The Axa IM note adds: “Having an emerging market (EM) currency in the SDR will also improve the IMF’s representativeness in the global economy, as the political push for EMs to gain more voting rights has been repeatedly vetoed by the US congress. As for China, the IMF’s seal of approval is an important recognition of the growing importance of the RMB as an international reserve currency. We think today’s decision will encourage China to speed up RMB internationalisation and the opening of the capital account. Both will help China to continue to integrate its financial system into the world.”
” It is worth recognising that, as a standalone event, the SDR inclusion does not bear much immediate significance. According to the new weighting calculation, the RMB will command a weight of 10.9% – slightly below our prior estimate of 14%, mainly at the expense of the euro and sterling (see chart below).
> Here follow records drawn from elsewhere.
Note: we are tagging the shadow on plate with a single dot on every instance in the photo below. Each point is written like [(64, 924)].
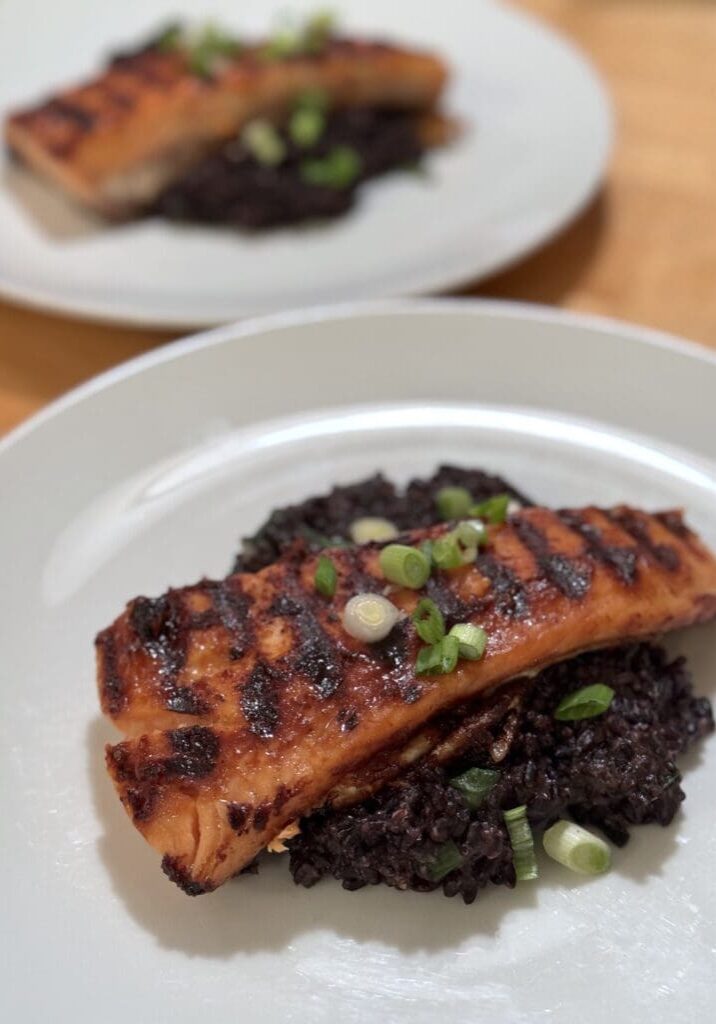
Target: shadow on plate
[(253, 913), (47, 208)]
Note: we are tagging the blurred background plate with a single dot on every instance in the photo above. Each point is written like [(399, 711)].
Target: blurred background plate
[(146, 477), (538, 134)]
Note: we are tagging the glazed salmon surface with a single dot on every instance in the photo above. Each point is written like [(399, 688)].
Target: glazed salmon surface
[(247, 705), (116, 141)]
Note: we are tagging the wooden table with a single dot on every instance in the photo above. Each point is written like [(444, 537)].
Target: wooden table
[(645, 249)]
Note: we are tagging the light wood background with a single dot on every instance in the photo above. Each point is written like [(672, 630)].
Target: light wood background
[(645, 249)]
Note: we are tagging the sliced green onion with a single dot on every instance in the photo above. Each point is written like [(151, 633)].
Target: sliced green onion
[(438, 659), (522, 844), (446, 553), (426, 548), (475, 784), (470, 536), (306, 126), (286, 42), (587, 702), (447, 859), (457, 548), (404, 565), (493, 510), (372, 528), (370, 617), (205, 49), (577, 849), (326, 577), (471, 639), (429, 624), (453, 503), (337, 170), (263, 142), (291, 40), (318, 30)]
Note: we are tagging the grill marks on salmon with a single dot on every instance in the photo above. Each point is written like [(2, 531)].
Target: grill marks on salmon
[(247, 706), (117, 141)]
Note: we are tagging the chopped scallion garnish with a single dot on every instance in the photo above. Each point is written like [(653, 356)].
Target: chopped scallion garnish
[(457, 548), (587, 702), (471, 640), (318, 30), (493, 510), (447, 859), (369, 528), (338, 169), (370, 617), (291, 40), (475, 784), (446, 553), (453, 503), (522, 844), (326, 577), (263, 142), (577, 849), (429, 624), (438, 659), (405, 565)]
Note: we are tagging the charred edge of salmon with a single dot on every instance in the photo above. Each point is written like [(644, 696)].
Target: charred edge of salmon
[(175, 870), (163, 626), (480, 721), (65, 120), (140, 778), (193, 754)]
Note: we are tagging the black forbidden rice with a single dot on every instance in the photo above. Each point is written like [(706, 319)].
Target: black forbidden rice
[(612, 772), (329, 516), (232, 187), (609, 772)]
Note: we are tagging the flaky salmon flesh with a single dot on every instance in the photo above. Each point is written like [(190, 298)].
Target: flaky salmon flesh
[(247, 706), (117, 141)]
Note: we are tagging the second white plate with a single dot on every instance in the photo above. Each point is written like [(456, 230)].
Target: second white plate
[(538, 131)]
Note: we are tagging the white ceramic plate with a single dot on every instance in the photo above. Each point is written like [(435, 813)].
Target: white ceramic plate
[(538, 136), (146, 477)]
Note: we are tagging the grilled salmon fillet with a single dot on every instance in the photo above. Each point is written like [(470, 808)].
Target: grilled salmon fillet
[(117, 141), (248, 706)]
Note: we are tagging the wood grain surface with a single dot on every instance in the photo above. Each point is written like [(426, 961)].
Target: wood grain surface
[(644, 250)]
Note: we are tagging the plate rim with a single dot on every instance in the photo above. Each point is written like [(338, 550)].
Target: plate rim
[(430, 283), (236, 331)]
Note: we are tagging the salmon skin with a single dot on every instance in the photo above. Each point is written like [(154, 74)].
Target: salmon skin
[(248, 706), (116, 142)]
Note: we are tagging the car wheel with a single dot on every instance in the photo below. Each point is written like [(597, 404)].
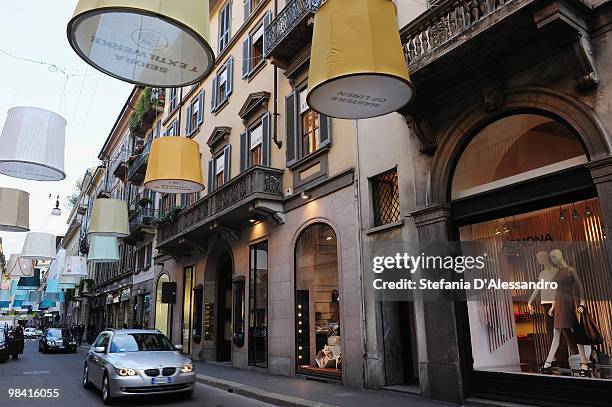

We estimate the rebalancing of the SDR portfolio will (only) drive an inflow of around $30bn over the span of a few years, and the process will not start until October 2016.
“Where we think yesterday’s decision can have a significance is through a number of indirect channels and over the medium term. In particular, we think the SDR inclusion will raise the RMB’s profile as a global reserve currency, prompting central banks, sovereign wealth funds and reserve managers to allocate towards RMB assets for their portfolio. In addition, private investors, such as pension funds and insurance companies, will also likely seek exposure to the yuan as China opens up its domestic capital markets. Aggregating all three groups of investors – the IMF, official investors and private sector – we think that total inflows could amount to around $600bn over the coming five years. Below is an update of our capital flow estimates (for more details, please see RMB: assessing the chance and impact of SDR inclusion).
“As for the exchange rate, we continue to think the most likely path for the RMB in 2016 is one of relative stability, albeit with a mild depreciation bias against the US dollar. Even though the RMB’s inclusion in the SDR could drive significant capital inflows over the medium term, FX movement in the near-term will be dominated by data flows, investor sentiment and policy divergence between the People’s Bank of China and the Federal Reserve. In that regard, elevated macro uncertainty and rising financial risks will likely keep a downward pressure on the yuan, although we think the authorities will intervene, if necessary, to prevent a large devaluation. We think the official strategy is to keep the FX market orderly and stable, but not fighting the trend.”
“This is an important step on a long term trend of opening up China’s capital account. The implication for long term investors is the internationalisation of the RMB allows increasing exposure to the Chinese capital markets as they develop. The developments such as the Stock Connect and mutual recognition represent a move forward from the traditional quota based systems and we would expect these to extend to bond markets as well over time. As the RMB becomes more fully convertible the flows in and out of China will become more significant and the cross border capital flows easier. With China already the second largest economy in the world and with the shift from a traditional banking model to a more western capital markets based system of financing, the opportunities for western investors to come in while Chinese investors diversify outward will represent a huge opportunity over the next few years.”